Tempat-tempat yang kemarin dimaksud Niel ingin dikunjungi berdua adalah makam ibu, dan kota kelahirannya, Leeds.
Keduanya bertolak ke Inggris di hari yang sama setelah mendengar kabar kematian nyonya Adiwaskita.
Niel yang perasaannya semakin tak karuan memutuskan untuk sejenak melarikan diri, terbang menjauh dari masalah yang tak kunjung selesai.
Untunglah ada Blaise, teman yang selalu bisa diandalkan. Pria yang memiliki banyak keahlian itu mengurus semua administrasi yang dibutuhkan keduanya hanya dalam waktu dua jam.
Dan disinilah mereka sekarang berada, di tanah milik sang raja Charles.
"Sebenarnya kalau diambil sisi positifnya, aku dan ibu menjadi lebih dekat ketika kami sedang dalam pengajaran, selalu bersama 24/7." Niel bercerita ketika mereka berjalan memasuki gerbang pemakaman.
"Untuk membunuh waktu di tempat persembunyian, kami jadi banyak ngobrol, bertukar pikiran."
"Ibu pernah bertanya, apakah aku saat itu sedang menyukai seseorang?" Kenang Sage setengah termenung.
"Aku yang masih takut mengakui orientasiku tentu saja menjawab dengan kata tidak. Aku tidak ingin ibu kecewa dengan pilihanku yang menyimpang."

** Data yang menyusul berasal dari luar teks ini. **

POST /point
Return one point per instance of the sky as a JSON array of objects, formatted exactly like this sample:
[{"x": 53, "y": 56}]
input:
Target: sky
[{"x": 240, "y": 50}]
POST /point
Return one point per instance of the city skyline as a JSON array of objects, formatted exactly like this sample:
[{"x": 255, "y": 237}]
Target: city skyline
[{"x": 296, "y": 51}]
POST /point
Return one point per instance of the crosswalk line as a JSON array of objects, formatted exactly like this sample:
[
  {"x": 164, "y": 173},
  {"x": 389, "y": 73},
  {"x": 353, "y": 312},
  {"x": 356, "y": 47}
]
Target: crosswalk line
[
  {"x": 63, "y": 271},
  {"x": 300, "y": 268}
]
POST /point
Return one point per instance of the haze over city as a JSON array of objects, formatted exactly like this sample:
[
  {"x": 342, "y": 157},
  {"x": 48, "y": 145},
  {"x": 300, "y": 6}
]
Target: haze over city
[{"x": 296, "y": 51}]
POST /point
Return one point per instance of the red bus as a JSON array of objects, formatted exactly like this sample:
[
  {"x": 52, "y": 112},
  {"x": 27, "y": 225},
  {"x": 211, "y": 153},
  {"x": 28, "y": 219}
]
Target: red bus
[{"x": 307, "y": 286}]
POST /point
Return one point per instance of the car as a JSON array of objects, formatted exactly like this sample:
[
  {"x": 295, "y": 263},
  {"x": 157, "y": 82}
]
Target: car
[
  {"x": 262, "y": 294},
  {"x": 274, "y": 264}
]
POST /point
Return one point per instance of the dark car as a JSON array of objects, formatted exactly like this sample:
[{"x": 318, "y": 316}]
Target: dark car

"Ibu sempat berkata, jika suatu hari nanti aku jatuh cinta, beliau ingin aku menceritakan semua pengalaman itu padanya. ---- Karena beliau sudah melewatkan hal-hal seperti itu dimasa mudanya." Ujar Niel sendu.
"Ibu tidak tahu rasanya bagaimana memiliki pria yang ditaksir, merasakan jantung berdebar hanya karena berada didekatnya, juga lonjakan hormon kebahagiaan hanya karena tangan yang saling bertaut."
"Beliau bercerita, ia pernah satu kali merasakan semua euforia itu pada seorang pria. ---- Itu adalah saat pertama kali ibu bertemu denganku, di ruang bersalin."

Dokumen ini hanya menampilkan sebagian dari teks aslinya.